Guildford’s sister city — Freiburg, Germany — also has its share of half-timbered buildings, or Fadhwerkhäuser. But the cities are linked by more than medieval construction methods. They came together in 1979 to promote friendship, cultural exchange and world peace.

They’re still working on that final point. But at least they’re trying.

On the High Street

On the High Street

From Dulles to Heathrow, from jet plane to motor coach, from a sleek modern airport to a 16th-century hostelry. That was today’s long journey, or I should say yesterday-into-today’s journey. The lines are starting to blur between days and continents.

I write this post from the Angel Hotel with its four-poster bed, half-timbered ceilings, and perfect view of Guildford’s High Street.

Our traveling companions just landed. We’ll wait for them in the pub.

‘This Sceptered Isle’

‘This Sceptered Isle’

The last time I was in England we just dipped our toes into the country. We’d been touring Scotland and took a day trip through the borderlands to explore Hadrian’s Wall.

Today, we leave for three weeks in Britain, almost 10 days of that time visiting Celia’s in-laws in Surrey, then some adventures on our own. We’ve been planning this trip for months.

Now that departure day has arrived I feel again that mixture of awe and anxiety that precedes a trip: Did I check all the boxes? Have I packed everything I need? Properly printed off the train ticket QR codes?

I’m hoping those answers are yes because I’m about out of time. Tomorrow morning we land on “this sceptered isle.”

(From Brampton near Hadrian’s Wall)

Reservoir Trail

Reservoir Trail

A return, a sigh, a backward glance. I’m home now, absorbing the trip to NYC. It lasted a work week, but my only job was to walk, tour and savor the city.

On one of many excursions, I briefly relived one of my all-time favorite running routes. I would roll out of bed a little before 7 a.m., lace up my shoes, and make my way, half-asleep, to the Central Park Reservoir trail.

Back then you could run around whichever way you liked. Now, it’s counterclockwise only. No problem: counterclockwise gave us this splendid view of the San Remo Towers, lording it over their wedge of Central Park West.

Did I really live and walk here? Yes, I did. And for five perfect days, I did again.

Urban Density

Urban Density

Ah, there is so much to say about visiting Manhattan. So much that when I first sat down to write today I didn’t know where to begin!

But I did/ do know this. Such richness, such crazy, jarring richness, is made possible by something we don’t have in the suburbs: urban density.

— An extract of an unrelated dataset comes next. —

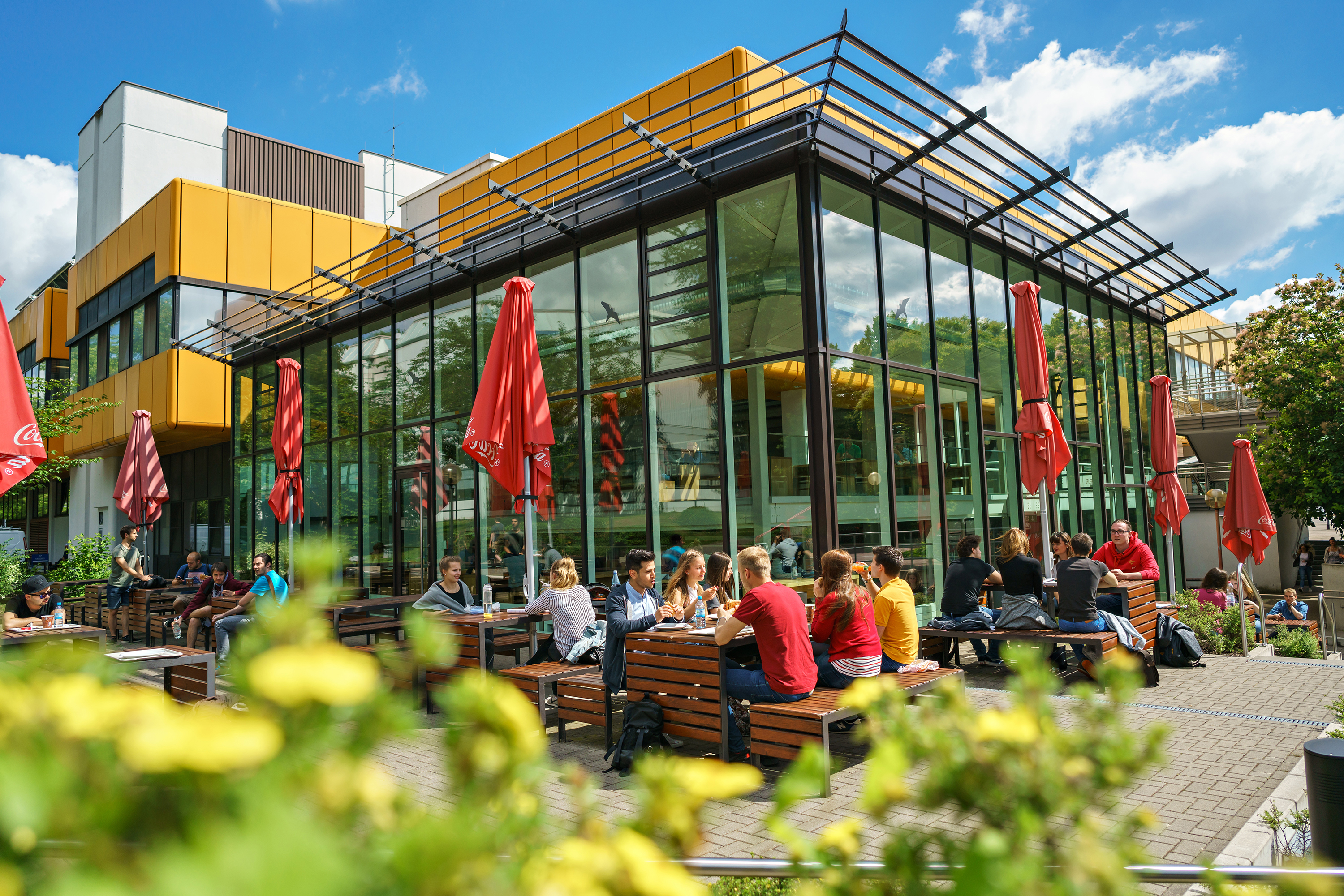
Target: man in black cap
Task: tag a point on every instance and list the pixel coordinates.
(34, 604)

Here into less than 22.6 square miles flow three to four million people every day. Here are museums, concert halls, restaurants, libraries, universities, even cherry trees (take that, D.C.!). Here are all sorts of people rubbing shoulders (and sometimes bumping into) all sorts of other people.

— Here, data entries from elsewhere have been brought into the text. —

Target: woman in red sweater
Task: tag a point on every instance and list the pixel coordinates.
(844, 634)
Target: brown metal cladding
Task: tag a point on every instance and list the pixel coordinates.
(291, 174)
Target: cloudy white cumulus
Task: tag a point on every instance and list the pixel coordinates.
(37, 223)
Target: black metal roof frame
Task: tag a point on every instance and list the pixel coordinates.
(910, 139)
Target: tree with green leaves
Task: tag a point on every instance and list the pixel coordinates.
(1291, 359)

I sample the city as if it were an exotic yet comforting stew, spoonful by delicious spoonful.

(It’s easier to photograph cherry trees than urban density. All that jostling, you know)

Live from the Met

Live from the Met

From the time I was a little girl I’ve heard on the radio, “Live from the Metropolitan Opera in New York City” — and last night we were there, in the very place.

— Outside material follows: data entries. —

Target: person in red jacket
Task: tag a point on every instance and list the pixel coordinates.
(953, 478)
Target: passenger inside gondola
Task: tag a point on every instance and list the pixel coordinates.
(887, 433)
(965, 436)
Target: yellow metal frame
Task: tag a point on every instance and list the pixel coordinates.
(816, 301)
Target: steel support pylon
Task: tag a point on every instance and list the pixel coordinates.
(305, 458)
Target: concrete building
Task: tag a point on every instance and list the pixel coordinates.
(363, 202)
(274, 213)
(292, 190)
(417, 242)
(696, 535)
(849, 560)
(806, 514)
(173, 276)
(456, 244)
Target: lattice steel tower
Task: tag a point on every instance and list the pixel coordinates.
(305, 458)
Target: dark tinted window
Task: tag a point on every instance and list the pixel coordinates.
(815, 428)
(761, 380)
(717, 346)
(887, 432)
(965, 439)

Truth to tell, for most of my life that announcement prompted an immediate change of station. But lately that has not been the case. Living with an opera lover is starting to rub off on me.

Last year for Christmas, I gave that opera lover two tickets to Verdi’s “La Traviata.” I hoped he would take me along. And he did!

So we took the train to New York City and last evening walked six blocks downtown, entered Lincoln Center and were swept up into the crowd. It was a chilly Tuesday and the place was packed. Some women wore long gowns and some men wore tuxedos, though most were dressed more casually. In other words, it was an audience writ as large as New York City. And it was as enthusiastic as the city, too. Arias and choruses were greeted with applause and shouts of “bravo” and “brava.”

The beauty and pathos of the music would touch even the stoniest of hearts. Here was the human condition in voice and song — performed in a city that appreciates it.

For some people, attending a Met opera is a once-in-a-lifetime experience. I hope it isn’t for us.